A che punto sono le PMI italiane nell’uso di strumenti di Marketing e Comunicazione digitali? «I livelli di competenza e consapevolezza delle strategie di comunicazione sono molto diversi, ma più della metà delle piccole medie imprese oggi ha un sito. E ormai i siti si vendono quasi al 100% responsive, quindi la presenza sul Mobile è ben percepita», ha affermato di recente Paolo Portioli, Direttore Marketing, Seat Pagine Gialle, intervenendo a un convegno organizzato dall’Osservatorio Mobile B2C Strategy del Politecnico di Milano e focalizzato sull’utilizzo del canale Mobile nei processi aziendali. Come è naturale, sono le aziende medio- grandi a muoversi prima: dalla ricerca emerge infatti che in due organizzazioni su tre il percorso verso la Mobile Transformation è avviato. Per le PMI, invece, la strada è più complessa.
«Circa il 90% delle PMI ha meno di dieci addetti e opera su un mercato principalmente locale – ha puntualizzato Portioli -. I top management è sostanzialmente rappresentato dall’imprenditore e da qualche suo familiare e il loro obiettivo principale è quello di far funzionare il business: per questo la loro competenza in termini di digitalizzazione è parziale, guidata dalla propria esperienza e quella dei propri familiari che molto spesso sono più giovani e quindi spingono a esplorare strade digitali più innovative. Ma non sempre gli strumenti sono conosciuti».
Gli strumenti locali sono vincenti
I canali di comunicazione tradizionali restano dunque in cima ai pensieri dei piccoli imprenditori, che prediligono attività che insistono sul
territorio in cui operano. «Il volantino mantiene un ruolo forte perchè è molto locale: le piccole medie imprese, come un ristorante, una tintoria o un centro estetico, hanno la necessità di contattare dei clienti nel loro circondario e con il digitale non sempre ci sono gli strumenti adatti».
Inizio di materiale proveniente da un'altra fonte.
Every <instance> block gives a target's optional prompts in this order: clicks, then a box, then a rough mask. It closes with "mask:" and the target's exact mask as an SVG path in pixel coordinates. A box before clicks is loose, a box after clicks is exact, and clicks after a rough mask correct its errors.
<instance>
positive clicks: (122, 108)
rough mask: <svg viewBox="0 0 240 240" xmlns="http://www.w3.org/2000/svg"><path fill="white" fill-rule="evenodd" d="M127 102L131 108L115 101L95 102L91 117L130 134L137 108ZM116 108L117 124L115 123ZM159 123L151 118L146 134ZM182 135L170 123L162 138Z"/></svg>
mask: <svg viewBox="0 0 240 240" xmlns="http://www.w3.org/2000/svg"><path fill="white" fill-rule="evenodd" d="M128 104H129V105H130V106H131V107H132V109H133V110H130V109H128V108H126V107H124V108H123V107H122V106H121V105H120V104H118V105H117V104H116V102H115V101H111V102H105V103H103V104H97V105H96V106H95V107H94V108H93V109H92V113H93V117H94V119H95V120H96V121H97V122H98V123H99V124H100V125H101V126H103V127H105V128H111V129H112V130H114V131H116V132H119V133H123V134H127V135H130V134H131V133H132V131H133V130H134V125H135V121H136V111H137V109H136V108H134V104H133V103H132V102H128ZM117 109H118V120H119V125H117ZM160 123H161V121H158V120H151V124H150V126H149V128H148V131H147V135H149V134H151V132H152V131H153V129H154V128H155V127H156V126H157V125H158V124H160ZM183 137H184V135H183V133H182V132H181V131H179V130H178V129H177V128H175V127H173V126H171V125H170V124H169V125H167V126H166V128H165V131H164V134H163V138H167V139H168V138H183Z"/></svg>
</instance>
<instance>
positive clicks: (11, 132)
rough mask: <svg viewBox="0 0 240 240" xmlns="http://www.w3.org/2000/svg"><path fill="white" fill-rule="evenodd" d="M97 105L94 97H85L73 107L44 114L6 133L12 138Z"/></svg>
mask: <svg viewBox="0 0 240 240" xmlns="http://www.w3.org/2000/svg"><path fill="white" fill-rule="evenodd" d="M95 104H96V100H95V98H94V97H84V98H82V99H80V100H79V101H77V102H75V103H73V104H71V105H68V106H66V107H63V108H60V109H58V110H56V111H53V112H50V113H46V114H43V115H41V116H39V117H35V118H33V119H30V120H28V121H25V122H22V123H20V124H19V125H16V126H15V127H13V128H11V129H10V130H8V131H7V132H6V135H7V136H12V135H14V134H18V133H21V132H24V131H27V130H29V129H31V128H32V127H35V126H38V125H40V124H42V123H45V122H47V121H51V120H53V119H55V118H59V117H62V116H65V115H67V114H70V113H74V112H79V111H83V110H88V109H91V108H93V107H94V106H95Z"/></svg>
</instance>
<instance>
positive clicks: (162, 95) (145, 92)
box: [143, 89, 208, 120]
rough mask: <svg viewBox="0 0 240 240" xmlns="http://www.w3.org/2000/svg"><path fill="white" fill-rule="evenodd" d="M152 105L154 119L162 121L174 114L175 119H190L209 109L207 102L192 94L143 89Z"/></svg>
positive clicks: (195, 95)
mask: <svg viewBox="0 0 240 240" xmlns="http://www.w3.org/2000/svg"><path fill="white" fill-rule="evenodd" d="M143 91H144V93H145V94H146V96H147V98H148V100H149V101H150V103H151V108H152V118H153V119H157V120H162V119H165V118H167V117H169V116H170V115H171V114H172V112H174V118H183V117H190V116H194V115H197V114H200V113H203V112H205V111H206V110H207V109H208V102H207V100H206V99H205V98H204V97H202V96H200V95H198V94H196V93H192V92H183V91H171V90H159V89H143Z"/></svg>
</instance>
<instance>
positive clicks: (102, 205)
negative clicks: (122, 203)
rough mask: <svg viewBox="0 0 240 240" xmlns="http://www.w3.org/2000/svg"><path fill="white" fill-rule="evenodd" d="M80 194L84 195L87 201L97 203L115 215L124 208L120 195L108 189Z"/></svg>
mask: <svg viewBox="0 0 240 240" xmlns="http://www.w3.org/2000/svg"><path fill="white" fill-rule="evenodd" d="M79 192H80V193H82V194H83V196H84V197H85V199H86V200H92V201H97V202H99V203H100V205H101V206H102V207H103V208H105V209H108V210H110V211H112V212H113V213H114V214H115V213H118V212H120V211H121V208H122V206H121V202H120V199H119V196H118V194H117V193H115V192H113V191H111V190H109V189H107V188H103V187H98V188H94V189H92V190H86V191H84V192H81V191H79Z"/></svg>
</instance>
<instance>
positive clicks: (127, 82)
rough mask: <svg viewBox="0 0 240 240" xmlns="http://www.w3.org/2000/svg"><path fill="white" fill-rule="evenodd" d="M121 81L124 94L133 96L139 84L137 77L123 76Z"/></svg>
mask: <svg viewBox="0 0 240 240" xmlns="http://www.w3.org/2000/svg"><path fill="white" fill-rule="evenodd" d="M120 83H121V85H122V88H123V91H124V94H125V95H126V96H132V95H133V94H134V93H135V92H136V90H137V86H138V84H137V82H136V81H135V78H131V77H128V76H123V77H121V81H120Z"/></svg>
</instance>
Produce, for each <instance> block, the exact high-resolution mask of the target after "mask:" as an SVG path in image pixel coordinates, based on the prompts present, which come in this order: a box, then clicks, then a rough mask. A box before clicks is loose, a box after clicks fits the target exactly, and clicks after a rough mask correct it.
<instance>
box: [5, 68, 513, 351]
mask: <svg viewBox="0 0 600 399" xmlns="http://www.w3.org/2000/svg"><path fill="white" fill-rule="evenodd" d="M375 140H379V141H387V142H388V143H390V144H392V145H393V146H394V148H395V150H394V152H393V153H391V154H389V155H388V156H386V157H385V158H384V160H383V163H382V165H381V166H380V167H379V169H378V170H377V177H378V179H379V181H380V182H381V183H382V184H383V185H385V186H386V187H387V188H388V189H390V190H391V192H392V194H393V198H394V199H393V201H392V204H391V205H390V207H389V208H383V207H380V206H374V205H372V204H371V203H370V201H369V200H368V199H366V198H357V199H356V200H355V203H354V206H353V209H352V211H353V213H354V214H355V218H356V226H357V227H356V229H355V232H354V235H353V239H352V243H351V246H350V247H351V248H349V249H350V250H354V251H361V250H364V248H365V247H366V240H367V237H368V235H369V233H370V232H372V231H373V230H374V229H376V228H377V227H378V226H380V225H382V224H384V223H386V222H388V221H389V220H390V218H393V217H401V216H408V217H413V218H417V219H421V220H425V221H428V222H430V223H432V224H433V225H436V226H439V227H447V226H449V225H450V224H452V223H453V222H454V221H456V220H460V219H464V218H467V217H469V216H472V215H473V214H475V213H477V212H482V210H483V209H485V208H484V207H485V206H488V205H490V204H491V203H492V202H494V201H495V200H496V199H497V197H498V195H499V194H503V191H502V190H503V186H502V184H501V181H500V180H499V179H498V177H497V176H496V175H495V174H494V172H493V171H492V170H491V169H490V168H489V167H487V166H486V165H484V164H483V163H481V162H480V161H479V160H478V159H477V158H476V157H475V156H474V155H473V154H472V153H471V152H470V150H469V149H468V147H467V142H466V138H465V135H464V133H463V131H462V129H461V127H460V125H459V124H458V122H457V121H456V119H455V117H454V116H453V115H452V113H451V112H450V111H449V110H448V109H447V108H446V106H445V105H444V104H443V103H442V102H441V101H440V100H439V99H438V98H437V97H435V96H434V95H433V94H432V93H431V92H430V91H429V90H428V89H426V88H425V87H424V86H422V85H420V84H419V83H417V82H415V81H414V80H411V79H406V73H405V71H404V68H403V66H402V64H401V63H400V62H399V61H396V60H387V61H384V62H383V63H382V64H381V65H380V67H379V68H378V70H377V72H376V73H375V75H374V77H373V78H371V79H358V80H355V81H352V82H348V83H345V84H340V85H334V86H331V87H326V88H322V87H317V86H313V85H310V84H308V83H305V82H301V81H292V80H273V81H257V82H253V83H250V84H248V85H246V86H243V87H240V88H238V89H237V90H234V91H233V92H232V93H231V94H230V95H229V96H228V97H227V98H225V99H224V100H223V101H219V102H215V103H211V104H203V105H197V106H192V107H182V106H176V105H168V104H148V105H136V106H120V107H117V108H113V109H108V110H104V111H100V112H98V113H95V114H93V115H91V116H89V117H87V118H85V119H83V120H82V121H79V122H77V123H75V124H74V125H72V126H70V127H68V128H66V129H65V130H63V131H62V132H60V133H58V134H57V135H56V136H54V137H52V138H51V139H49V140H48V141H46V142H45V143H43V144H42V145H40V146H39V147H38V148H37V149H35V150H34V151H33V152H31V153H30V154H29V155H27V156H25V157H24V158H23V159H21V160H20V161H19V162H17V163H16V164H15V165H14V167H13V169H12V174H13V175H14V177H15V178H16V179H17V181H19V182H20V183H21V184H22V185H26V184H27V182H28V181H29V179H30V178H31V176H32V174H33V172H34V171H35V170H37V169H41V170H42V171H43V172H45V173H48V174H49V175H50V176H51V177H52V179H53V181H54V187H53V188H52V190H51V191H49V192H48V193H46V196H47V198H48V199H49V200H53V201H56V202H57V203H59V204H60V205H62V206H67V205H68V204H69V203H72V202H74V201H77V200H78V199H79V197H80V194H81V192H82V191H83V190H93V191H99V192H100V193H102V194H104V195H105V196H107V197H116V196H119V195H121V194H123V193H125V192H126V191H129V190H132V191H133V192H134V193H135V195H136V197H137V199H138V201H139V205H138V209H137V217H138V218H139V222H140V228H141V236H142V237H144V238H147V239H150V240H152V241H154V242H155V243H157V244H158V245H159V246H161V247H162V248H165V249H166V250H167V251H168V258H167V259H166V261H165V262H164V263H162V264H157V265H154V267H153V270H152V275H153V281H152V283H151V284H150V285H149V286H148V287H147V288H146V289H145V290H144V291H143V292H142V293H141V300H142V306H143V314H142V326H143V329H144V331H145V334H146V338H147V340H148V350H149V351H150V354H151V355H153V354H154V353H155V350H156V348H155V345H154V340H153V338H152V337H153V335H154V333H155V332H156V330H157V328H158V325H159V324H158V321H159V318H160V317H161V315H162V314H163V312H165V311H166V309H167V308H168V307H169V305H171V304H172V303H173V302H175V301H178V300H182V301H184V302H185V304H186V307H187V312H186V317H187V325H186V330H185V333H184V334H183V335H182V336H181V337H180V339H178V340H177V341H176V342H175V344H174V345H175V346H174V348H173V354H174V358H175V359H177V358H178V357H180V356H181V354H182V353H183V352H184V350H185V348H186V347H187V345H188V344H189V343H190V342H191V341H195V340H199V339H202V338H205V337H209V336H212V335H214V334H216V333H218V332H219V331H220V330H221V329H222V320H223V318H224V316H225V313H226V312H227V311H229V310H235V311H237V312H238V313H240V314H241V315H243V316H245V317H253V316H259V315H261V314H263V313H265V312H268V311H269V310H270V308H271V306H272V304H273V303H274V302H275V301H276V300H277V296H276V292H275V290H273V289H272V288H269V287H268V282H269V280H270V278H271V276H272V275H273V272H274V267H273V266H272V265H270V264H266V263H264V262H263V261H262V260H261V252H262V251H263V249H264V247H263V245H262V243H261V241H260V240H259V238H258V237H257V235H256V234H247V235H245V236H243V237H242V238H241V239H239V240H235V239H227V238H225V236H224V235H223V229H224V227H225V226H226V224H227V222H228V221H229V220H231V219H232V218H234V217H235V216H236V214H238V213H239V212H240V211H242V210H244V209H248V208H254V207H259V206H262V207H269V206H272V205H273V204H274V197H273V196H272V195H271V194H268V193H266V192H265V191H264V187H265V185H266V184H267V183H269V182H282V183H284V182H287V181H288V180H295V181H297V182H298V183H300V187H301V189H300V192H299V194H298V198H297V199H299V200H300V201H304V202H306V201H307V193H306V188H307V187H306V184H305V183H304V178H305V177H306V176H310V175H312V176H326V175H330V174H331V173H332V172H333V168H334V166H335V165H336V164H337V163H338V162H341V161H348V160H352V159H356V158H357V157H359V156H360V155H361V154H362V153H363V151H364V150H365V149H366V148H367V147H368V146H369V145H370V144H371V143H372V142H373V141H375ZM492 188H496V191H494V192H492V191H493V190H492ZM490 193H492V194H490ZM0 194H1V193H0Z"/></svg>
Opportunità in questo senso arrivano dallo smartphone perché risponde a un’esigenza specifica di comunicare a livello molto localizzato. «Il mobile, rispetto al desktop permette una geolocalizzazione molto più puntuale e vicina alle esigenze del piccolo imprenditore: permette a un albergatore i cui clienti vengono principalmente dall’area di Milano, di fare delle campagne nella città, o a un centro estetico di contattare le persone a 2 km di distanza e non di più. Stiamo vedendo un grande interesse». Analogamente, secondo Portioli il proximity marketing è uno dei grandi filoni collegato all’utilizzo corretto dei dati che deve essere esplorato sempre più e affinato.
«La domanda c’è – ha concluso il manager -. Le piccole medie imprese sono disposte a spendere dal momento in cui si trovano le soluzioni corrette, che portano un ritorno sull’investimento. Questa esigenza di tracciare il ritorno della spesa è aumentata e di questo ne dobbiamo sempre tenere conto: dobbiamo portare un ritorno e dimostralo».